As in Ancient Rome, slaves in Anglo-Saxon England could gain their freedom:
The manumission (freeing) of slaves was solemnized by ceremony, the presence of witnesses, and legal documentation...
The freeing ceremony could be performed in church, or at a cross-roads – symbolic that the freed now chooses his or her own path.
and
slaves who had gained their freedom would become part of an underclass of freedmen below the rank of ceorl.
Note: ceorl or churl = ordinary freeman, "a non-servile peasant",
According to the article Roman freedmen – slavery in ancient Rome, the book The Freedman in Roman Art and Art History (pdf), as well as Freedom and Slavery in Roman Law and Oxford Classical Dictionary, Roman freedmen sometimes (but not always) had some legal and / or social obligations to or dependency on their former owners as there were different conditions of manumission. These might include having to work part-time for the former master, restrictions on who a freedman could marry and legal provisions concerning property. It was also common for them to take their former master's name (e.g. Marcus Tullius Tiro was freed by Marcus Tullius Cicero).
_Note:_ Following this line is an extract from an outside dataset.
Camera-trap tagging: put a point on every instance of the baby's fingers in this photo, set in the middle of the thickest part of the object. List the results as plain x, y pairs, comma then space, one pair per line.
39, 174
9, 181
Did freedmen have any obligations to their former masters in Anglo-Saxon England? If so, do we know what they were?
For the time frame, any time from the rise of the Anglo-Saxon kingdoms in England to the Norman conquest would be of interest, though I doubt much is known about the early period. I'll narrow this if it proves too broad (which may be the case if the Viking presence changed things).
Note: I did not make it clear in the original wording of this question that I am citing Rome merely as a source of examples of what obligations freedmen might have. In clarifying this point, I do not in any way intend to invalidate Pieter Geerkens' useful and informative answer.